PDF Parsing with Typescript

Jacob_SE · July 15, 2024, 1:06pm

I’ve attempted to parse PDFs using libraries like pdf-parse , pdf-lib , pdfjs-dist , and pdf2json . Although there are no errors in my code, I encounter a compilation error with the following result.

Does anybody knows the way of extracting text from PDF file with typescript?

{
“errorCode”: “INVALID_ARGUMENT”,
“errorInstanceId”: “64fd8be1-c243-4308-9a12-7bfcdd073cb8”,
“errorName”: “Functions:CompileFailed”,
“parameters”: {
“stdout”: “[object Object]\n[object Object]\n[object Object]\n[object Object]”,
“stderr”: “”
}
}

After logging, I found that the error occurs in the following code line:

const data = await pdfParse(buffer);

mport { Attachment, Function, Integer } from "@foundry/functions-api";
import * as pdfParse from "pdf-parse";
import { isUint8Array } from "util/types";

export class PdfToTextConverter {
    @Function()
    public async convertPdfToText(attachment: Attachment): Promise<Integer> {
        try {
            // Read the PDF file from the attachment
            const blob = await attachment.readAsync();
            
            // Convert the Blob to an ArrayBuffer
            const arrayBuffer = await blob.arrayBuffer();
            console.log(arrayBuffer);
            const buffer = Buffer.from(arrayBuffer);
            console.log(buffer);
                        
            // Use pdf-parse to extract text from the PDF
            const data = await pdfParse(buffer);
            console.log(data);
            // The extracted text is in the 'text' property of the data object
            const extractedText = data.text;
            console.log(extractedText);

            return arrayBuffer.byteLength;
        } catch (error) {
            console.error("Error converting PDF to text:", error);
            throw new Error("Failed to convert PDF to text");
        }
    }
}

ivy · December 16, 2024, 6:56pm

Hi Jacob, did you ever figure out what the issue was? I’m running into something similar using pfd-parse

Jacob_SE · December 23, 2024, 8:51am

I’ve had extensive discussions with Palantir engineers earlier this year, and we suspect that there might be a library crash in the TypeScript function in Palantir.

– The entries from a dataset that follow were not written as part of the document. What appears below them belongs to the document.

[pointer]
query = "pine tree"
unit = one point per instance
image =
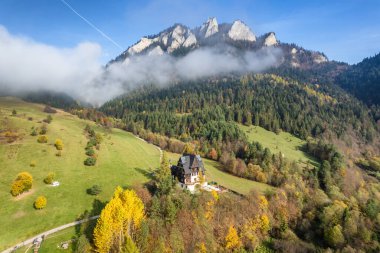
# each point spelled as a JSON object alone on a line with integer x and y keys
{"x": 232, "y": 239}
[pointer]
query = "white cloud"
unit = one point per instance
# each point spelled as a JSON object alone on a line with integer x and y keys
{"x": 26, "y": 65}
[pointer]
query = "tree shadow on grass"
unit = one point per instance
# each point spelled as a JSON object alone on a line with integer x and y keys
{"x": 146, "y": 173}
{"x": 87, "y": 228}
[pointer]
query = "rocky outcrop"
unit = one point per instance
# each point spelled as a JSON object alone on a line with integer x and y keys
{"x": 209, "y": 28}
{"x": 270, "y": 40}
{"x": 240, "y": 31}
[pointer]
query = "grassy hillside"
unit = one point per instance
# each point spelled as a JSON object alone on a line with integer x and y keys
{"x": 284, "y": 142}
{"x": 214, "y": 173}
{"x": 122, "y": 160}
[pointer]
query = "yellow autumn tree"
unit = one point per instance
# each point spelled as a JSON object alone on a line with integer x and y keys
{"x": 189, "y": 149}
{"x": 58, "y": 144}
{"x": 263, "y": 203}
{"x": 232, "y": 239}
{"x": 119, "y": 221}
{"x": 201, "y": 248}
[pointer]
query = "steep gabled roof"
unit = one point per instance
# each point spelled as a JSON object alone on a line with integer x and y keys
{"x": 188, "y": 162}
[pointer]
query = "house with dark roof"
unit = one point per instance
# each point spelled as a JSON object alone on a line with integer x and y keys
{"x": 189, "y": 171}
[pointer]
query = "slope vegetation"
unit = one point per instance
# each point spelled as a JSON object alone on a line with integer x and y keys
{"x": 122, "y": 160}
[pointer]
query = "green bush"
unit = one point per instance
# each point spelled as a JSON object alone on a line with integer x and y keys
{"x": 90, "y": 161}
{"x": 50, "y": 178}
{"x": 22, "y": 183}
{"x": 48, "y": 119}
{"x": 43, "y": 129}
{"x": 40, "y": 202}
{"x": 42, "y": 139}
{"x": 90, "y": 152}
{"x": 94, "y": 190}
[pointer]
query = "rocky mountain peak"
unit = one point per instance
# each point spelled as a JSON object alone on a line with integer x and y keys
{"x": 209, "y": 28}
{"x": 270, "y": 39}
{"x": 240, "y": 31}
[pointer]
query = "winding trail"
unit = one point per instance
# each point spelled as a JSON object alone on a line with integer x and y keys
{"x": 54, "y": 230}
{"x": 49, "y": 232}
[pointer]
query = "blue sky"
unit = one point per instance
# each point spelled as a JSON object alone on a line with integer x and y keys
{"x": 345, "y": 30}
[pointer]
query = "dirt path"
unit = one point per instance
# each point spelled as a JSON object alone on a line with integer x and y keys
{"x": 49, "y": 232}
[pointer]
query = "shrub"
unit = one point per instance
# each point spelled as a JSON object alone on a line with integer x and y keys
{"x": 34, "y": 132}
{"x": 90, "y": 152}
{"x": 50, "y": 178}
{"x": 48, "y": 119}
{"x": 42, "y": 139}
{"x": 22, "y": 183}
{"x": 40, "y": 202}
{"x": 90, "y": 161}
{"x": 91, "y": 143}
{"x": 98, "y": 138}
{"x": 48, "y": 109}
{"x": 43, "y": 129}
{"x": 94, "y": 190}
{"x": 58, "y": 144}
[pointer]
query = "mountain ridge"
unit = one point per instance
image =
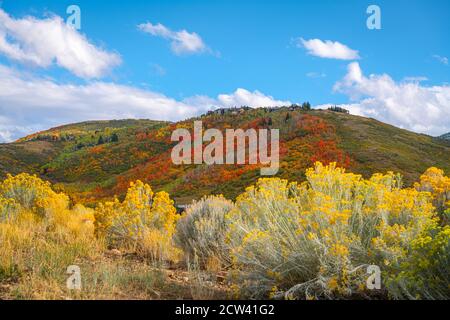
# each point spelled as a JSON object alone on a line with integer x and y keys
{"x": 93, "y": 160}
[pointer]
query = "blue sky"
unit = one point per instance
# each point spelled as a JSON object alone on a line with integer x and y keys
{"x": 252, "y": 45}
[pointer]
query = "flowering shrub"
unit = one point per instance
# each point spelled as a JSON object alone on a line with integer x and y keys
{"x": 314, "y": 240}
{"x": 434, "y": 181}
{"x": 33, "y": 194}
{"x": 143, "y": 221}
{"x": 425, "y": 272}
{"x": 201, "y": 230}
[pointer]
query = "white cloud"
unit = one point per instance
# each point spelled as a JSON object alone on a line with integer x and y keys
{"x": 242, "y": 97}
{"x": 29, "y": 104}
{"x": 406, "y": 104}
{"x": 316, "y": 75}
{"x": 182, "y": 42}
{"x": 43, "y": 42}
{"x": 443, "y": 60}
{"x": 328, "y": 49}
{"x": 415, "y": 79}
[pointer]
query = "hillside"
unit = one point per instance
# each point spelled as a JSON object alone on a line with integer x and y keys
{"x": 98, "y": 159}
{"x": 445, "y": 136}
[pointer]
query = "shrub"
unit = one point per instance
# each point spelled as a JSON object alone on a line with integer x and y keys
{"x": 434, "y": 181}
{"x": 201, "y": 230}
{"x": 33, "y": 194}
{"x": 425, "y": 273}
{"x": 143, "y": 222}
{"x": 316, "y": 239}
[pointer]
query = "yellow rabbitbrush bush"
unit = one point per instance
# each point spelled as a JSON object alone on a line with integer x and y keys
{"x": 434, "y": 181}
{"x": 316, "y": 239}
{"x": 40, "y": 235}
{"x": 143, "y": 222}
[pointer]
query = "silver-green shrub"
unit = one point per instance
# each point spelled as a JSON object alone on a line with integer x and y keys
{"x": 201, "y": 230}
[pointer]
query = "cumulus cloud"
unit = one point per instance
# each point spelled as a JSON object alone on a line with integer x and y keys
{"x": 181, "y": 42}
{"x": 29, "y": 104}
{"x": 406, "y": 104}
{"x": 242, "y": 97}
{"x": 443, "y": 60}
{"x": 328, "y": 49}
{"x": 44, "y": 42}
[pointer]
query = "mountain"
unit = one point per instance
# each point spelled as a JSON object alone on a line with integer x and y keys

However, I believe that the Python function will work if the issue is indeed related to the TypeScript library.

arukavina · December 24, 2024, 12:42pm

Hi @Jacob_SE , please check this post for Python Functions out. That should show how to efficiently extract text from PDF files using Python functions if TypeScript code is giving you issues: Parsing PDF Blob with pdfjs-dist

Let me know if it worked